A bad league and a worse disciplinary record beckoned inevitable cries that Dublin were suffering some form of permanent hangover or, worse, their attitude had diminished from the levels of 2011.
"I don't think we were cocky," McMahon states. "I think we just lacked the intensity we had the previous year and also, other teams increased their intensity. We knew it was going to be tougher, but we just didn't increase it enough in the league to be doing anything major. We've had to change a few things up."
McMahon has been named in Gilroy's inaugural 2012 Championship XV, a status he had hankered to win back ever since the turn of the year and, in his eyes at least, a significant selection with regard to further into the summer.
"You can see with the team that is out there and the quality in it, to be a part of it is important, especially with the bad year I had last year in terms of injuries. It's important to get in there early and nail your spot down. But it just shows that we're not taking anything for granted against Louth.
"We have all our lads out and we're going hell-for-leather for Sunday."
It might be the start of Dublin's Championship campaign but with a miniscule attendance expected and Dublin, by McMahon's own admission, likely to be still some way off optimum, the occasion might not carry the most summer-esque feel to it. McMahon, though, is unconcerned.
"For me personally, it was never a thing when I went in and looked towards the crowd and said 'this will be a good game because there are 60, 000 people here' or whatever," he states.

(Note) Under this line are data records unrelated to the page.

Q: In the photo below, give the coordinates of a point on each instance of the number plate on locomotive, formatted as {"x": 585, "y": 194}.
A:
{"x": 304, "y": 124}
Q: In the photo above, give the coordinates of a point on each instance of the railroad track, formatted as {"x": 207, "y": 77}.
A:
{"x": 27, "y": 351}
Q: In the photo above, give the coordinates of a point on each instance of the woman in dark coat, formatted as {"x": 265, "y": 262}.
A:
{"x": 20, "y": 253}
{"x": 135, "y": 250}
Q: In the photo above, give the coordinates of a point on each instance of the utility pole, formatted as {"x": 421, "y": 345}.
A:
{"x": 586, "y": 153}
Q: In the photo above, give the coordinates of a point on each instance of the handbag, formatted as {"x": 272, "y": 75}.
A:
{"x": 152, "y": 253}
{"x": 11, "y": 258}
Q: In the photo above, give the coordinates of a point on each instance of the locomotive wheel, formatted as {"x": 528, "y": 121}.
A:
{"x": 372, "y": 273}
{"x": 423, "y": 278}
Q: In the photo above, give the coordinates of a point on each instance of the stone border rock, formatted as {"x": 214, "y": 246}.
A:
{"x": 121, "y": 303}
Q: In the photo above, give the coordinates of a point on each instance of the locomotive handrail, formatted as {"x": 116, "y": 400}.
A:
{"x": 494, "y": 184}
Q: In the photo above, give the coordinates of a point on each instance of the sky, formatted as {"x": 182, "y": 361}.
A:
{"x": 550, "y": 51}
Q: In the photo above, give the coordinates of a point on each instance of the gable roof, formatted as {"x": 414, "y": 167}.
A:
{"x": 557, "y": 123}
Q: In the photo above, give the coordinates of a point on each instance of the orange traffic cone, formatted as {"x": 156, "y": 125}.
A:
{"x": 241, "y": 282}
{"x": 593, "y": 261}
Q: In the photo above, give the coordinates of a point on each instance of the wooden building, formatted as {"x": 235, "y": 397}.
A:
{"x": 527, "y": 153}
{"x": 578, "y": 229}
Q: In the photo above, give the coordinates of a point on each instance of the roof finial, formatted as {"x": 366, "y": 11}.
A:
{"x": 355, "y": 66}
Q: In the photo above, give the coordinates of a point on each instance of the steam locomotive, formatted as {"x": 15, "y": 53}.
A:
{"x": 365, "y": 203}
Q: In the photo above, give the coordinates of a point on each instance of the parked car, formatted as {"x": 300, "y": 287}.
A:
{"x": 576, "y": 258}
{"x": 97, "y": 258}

"It doesn't really matter to me. You're going to play in the spot you've played all your life. You're going to play a game you like, whether it's an All-Ireland or the first round of the Leinster. So for me, the crowd doesn't matter. It's all about the job you have to do for the team.
He adds: "Your first game is always your toughest because you don't know where you're at. It's hard to gauge yourself peaking-wise. We didn't know how high we were peaked until we came up against Tyrone last year. We knew then that we were at a stage that was good.
"If we can peak a little bit earlier this year and maintain it ... even better."